A man allegedly steals a phone and takes a picture of himself with it. Sadly (at least for him) it has a Photobucket app which sends the picture straight to the owner's Photobucket page.

For some humans in the world, it seems that stealing someone else's phone is on their bucket list.

For one alleged thief, taking someone else's phone put him on that person's Photobucket list. Which led to him being arrested.

The way PC World tells it, 26-year-old Korey Heess, from Salinas, Calif., has a goatee, an earring, and an alleged penchant for taking pictures of himself.

Having allegedly stolen a woman's phone, the suspect snapped himself in full repose. Interestingly (but not for him, perhaps), the owner had equipped her phone with a Photobucket app that automatically sends all pictures taken on the phone to Photobucket.

Yes, this thing has a record of the real you. Screenshot by Chris Matyszczyk/CNET

Heess might not currently be a fan of the site as one of its slogans is very clear: "The place to store, create and share your photos and videos for life!"

For life, indeed.

"She looks at Photobucket and she says, 'I've never taken this picture. This is the guy who stole my phone,'" is how Commander Terry Gerhardstein of the Salinas Police Department described the owner's reaction to PC World.

Heess was swiftly located--thanks to a TV appeal featuring his Photobucketed picture--and reportedly linked to two other thefts.
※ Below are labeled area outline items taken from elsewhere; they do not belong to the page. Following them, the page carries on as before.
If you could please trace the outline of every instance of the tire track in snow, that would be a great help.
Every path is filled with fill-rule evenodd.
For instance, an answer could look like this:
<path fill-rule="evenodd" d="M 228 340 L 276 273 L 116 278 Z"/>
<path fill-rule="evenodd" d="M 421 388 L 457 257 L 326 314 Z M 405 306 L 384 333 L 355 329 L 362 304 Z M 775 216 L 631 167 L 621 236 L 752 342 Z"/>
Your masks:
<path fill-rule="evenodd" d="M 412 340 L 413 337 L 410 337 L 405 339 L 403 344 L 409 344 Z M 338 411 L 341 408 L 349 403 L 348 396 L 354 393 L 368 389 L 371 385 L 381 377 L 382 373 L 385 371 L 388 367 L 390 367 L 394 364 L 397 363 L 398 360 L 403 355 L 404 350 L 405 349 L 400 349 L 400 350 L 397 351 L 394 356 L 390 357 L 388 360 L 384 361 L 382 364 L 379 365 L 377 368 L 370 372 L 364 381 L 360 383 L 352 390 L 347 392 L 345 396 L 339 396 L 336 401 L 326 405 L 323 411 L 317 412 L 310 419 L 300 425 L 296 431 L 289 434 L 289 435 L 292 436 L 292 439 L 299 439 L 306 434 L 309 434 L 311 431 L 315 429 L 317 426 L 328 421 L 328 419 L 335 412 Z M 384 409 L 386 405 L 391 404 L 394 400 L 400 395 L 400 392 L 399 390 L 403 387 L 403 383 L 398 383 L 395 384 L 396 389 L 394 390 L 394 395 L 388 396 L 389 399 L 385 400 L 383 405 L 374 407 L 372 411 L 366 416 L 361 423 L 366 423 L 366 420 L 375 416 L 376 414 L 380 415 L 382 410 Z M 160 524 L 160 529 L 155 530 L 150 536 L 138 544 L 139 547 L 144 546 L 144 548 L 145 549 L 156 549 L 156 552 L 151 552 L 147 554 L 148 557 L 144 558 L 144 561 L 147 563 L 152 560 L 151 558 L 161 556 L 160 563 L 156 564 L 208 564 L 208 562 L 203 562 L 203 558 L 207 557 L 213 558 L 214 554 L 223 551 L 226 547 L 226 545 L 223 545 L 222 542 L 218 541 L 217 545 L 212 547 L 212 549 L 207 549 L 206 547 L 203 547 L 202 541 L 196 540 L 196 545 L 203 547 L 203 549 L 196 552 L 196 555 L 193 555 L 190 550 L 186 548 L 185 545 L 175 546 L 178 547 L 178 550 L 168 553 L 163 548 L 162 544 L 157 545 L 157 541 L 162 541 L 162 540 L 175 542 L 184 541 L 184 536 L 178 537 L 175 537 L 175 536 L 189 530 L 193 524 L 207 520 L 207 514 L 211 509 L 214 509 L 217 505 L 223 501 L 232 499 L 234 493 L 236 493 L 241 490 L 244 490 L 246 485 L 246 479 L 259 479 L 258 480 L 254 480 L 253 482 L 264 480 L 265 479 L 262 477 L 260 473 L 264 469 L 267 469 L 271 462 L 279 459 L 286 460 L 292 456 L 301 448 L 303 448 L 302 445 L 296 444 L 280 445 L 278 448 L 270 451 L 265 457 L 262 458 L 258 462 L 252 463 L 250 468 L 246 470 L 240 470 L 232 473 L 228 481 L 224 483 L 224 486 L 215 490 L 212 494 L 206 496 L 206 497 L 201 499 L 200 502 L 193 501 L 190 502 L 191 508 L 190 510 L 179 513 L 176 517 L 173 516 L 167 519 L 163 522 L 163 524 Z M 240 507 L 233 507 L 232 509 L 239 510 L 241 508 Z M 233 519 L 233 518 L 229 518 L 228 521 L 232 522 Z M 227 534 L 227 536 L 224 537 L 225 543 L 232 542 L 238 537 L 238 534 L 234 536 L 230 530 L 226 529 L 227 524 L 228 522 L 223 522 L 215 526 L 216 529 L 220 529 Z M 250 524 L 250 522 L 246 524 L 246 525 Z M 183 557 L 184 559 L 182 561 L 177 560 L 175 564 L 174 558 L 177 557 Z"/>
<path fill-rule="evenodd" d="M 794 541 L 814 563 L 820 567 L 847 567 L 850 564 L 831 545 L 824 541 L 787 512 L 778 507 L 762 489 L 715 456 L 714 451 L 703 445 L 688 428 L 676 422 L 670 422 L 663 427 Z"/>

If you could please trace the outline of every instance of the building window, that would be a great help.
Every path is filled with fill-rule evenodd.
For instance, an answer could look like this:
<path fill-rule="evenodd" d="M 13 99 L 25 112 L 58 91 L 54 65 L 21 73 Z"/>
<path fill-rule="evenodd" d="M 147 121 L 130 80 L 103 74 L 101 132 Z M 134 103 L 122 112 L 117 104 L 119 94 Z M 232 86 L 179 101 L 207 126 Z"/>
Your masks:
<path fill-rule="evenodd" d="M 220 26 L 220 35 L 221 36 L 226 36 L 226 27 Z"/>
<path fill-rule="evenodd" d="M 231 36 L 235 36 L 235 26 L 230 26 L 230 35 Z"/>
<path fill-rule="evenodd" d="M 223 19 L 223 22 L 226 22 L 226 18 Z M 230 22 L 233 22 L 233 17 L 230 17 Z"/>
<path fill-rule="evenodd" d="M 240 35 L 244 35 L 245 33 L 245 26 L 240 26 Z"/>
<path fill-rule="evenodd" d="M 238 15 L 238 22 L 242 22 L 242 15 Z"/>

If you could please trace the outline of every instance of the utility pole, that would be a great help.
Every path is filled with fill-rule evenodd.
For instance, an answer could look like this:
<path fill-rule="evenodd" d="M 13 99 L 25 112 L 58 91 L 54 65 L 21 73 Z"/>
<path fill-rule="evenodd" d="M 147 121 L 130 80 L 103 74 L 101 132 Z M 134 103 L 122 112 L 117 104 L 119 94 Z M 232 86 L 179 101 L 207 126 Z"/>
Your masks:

He was arrested Sunday on charges of robbery and theft.

People increasingly face technological problems when they steal the technological joys of others. Recently, a man allegedly stole a laptop, before realizing (too late) that it belonged to an IT security expert and was equipped with fine Prey tracking software.

Some might think it's wise, therefore, before attempting to use stolen gadgets, to check just how well-equipped they might be.

There again, the sheer excitement of getting your hands on someone else's phone must drive people to untold expressions of pride--that often come before something of a stumble.